Typography carries more “feel” than color. Switching from system sans-serif to Source Serif 4 for body text and headings was the single change that most transformed the perceived quality. The serif font, combined with lighter weights (400 instead of 700) and negative letter-spacing, immediately evoked the Atlas aesthetic. Color changes were secondary.

Dark mode is an all-or-nothing commitment. Scoping dark mode to a subset of pages was technically possible but created an ugly visual seam at the nav/footer boundaries. Once the dark token block exists, extending it site-wide is incremental — the hard part is the initial token mapping, not the per-component adjustments.

Don’t port architecture, port aesthetics. Atlas renders markdown client-side; JobClass renders Jinja2 templates server-side. Adopting Atlas’s rendering approach would have broken 430 tests and required rewriting 20 templates. The correct abstraction boundary was the CSS layer: port the design tokens, font choices, and component styles while keeping the existing rendering pipeline untouched.

Category filters are cheap interactivity.

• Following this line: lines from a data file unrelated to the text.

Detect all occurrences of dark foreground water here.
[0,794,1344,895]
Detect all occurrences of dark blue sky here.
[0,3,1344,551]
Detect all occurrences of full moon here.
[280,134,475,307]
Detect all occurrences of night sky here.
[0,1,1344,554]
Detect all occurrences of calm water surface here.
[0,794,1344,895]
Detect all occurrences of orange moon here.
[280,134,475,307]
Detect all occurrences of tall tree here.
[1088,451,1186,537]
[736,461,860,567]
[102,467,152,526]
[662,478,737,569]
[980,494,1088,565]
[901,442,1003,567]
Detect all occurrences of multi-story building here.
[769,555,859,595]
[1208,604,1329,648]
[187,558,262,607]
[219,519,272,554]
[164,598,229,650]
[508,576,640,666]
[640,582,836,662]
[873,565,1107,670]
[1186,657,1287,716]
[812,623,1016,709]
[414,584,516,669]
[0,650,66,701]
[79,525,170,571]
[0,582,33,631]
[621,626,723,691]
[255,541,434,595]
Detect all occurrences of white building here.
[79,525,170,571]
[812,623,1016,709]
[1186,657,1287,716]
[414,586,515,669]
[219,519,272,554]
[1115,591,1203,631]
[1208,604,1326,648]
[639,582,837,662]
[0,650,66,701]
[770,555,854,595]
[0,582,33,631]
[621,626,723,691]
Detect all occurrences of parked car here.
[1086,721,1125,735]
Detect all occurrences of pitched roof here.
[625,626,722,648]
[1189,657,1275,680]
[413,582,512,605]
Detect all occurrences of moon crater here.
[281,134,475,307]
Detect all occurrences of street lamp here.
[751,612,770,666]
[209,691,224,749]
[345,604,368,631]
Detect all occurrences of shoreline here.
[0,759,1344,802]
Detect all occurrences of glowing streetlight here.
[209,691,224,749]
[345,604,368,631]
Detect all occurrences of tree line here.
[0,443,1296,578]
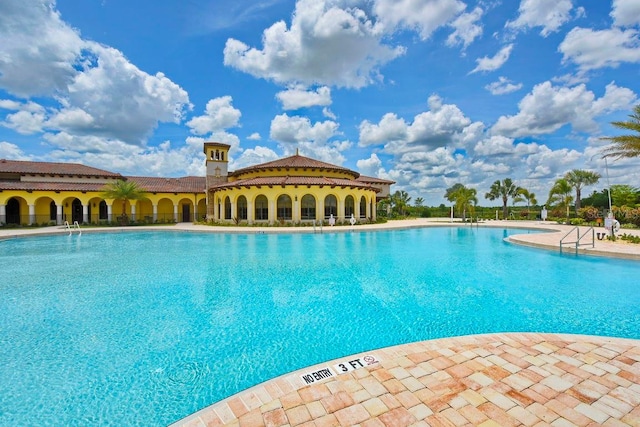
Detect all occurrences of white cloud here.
[276,86,331,110]
[359,113,407,147]
[611,0,640,27]
[224,0,404,88]
[505,0,573,37]
[469,44,513,74]
[0,0,85,97]
[446,7,484,49]
[373,0,465,40]
[558,27,640,71]
[186,96,242,135]
[0,141,32,160]
[491,81,636,137]
[484,76,522,95]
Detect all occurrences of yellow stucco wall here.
[0,190,206,225]
[208,185,376,224]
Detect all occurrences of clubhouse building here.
[0,142,393,225]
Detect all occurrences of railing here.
[560,226,596,255]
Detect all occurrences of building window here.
[256,196,269,220]
[324,194,338,218]
[344,196,356,218]
[278,194,292,221]
[224,196,231,219]
[238,196,248,220]
[300,194,316,219]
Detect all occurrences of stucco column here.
[29,205,36,225]
[56,203,63,225]
[269,199,278,224]
[247,200,256,224]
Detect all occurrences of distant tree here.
[564,169,600,212]
[445,184,478,221]
[600,104,640,159]
[391,190,411,216]
[547,178,573,218]
[513,188,538,210]
[611,185,640,207]
[102,179,146,225]
[484,178,520,219]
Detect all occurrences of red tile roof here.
[229,154,360,178]
[0,159,122,179]
[210,176,380,192]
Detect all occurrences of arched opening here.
[71,199,82,224]
[224,196,231,219]
[300,194,316,219]
[324,194,338,219]
[238,196,248,221]
[6,197,20,224]
[277,194,293,221]
[255,195,269,221]
[344,196,356,218]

Adding data-cat attributes to existing card elements and a 15-line vanilla JS filter handler gave the lessons index page a significant UX upgrade (filtering 21 lessons across 5 categories) for minimal complexity. No framework, no state management — just DOM show/hide.

Before & After

Root tokens — cold blue to warm neutrals

/* Before */
:root {
    --color-primary: #1a365d;
    --color-accent: #3182ce;
    --color-bg: #f7fafc;
    --font-sans: -apple-system, BlinkMacSystemFont, "Segoe UI", sans-serif;
}

/* After */
:root {
    --color-primary: #1A1D24;
    --color-accent: #2F5DA8;
    --color-bg: #F6F4EF;
    --color-surface-2: #EDEAE0;
    --font-serif: 'Source Serif 4', Georgia, serif;
    --font-mono: 'JetBrains Mono', ui-monospace, monospace;
}
[data-theme="dark"] {
    --color-primary: #F2EEE3;
    --color-accent: #6FA0E8;
    --color-bg: #0F1014;
}

Code blocks — dark background to light surface

/* Before */
.lesson-code {
    background: #1a202c;
    color: #e2e8f0;
}

/* After */
.lesson-code {
    background: var(--color-surface-2);
    border: 1px solid var(--color-border);
    border-radius: var(--radius-md);
    color: var(--color-text);
}

Applicability

This pattern applies whenever you maintain multiple projects and want visual coherence without architectural coupling. The key constraint is that the source project must use a token-based design system (CSS custom properties or equivalent) — without tokens, there’s nothing portable to extract. The pattern does not apply when the projects share components at the code level (use a shared component library instead) or when the “feel” is inseparable from interactive behavior that depends on specific DOM structures.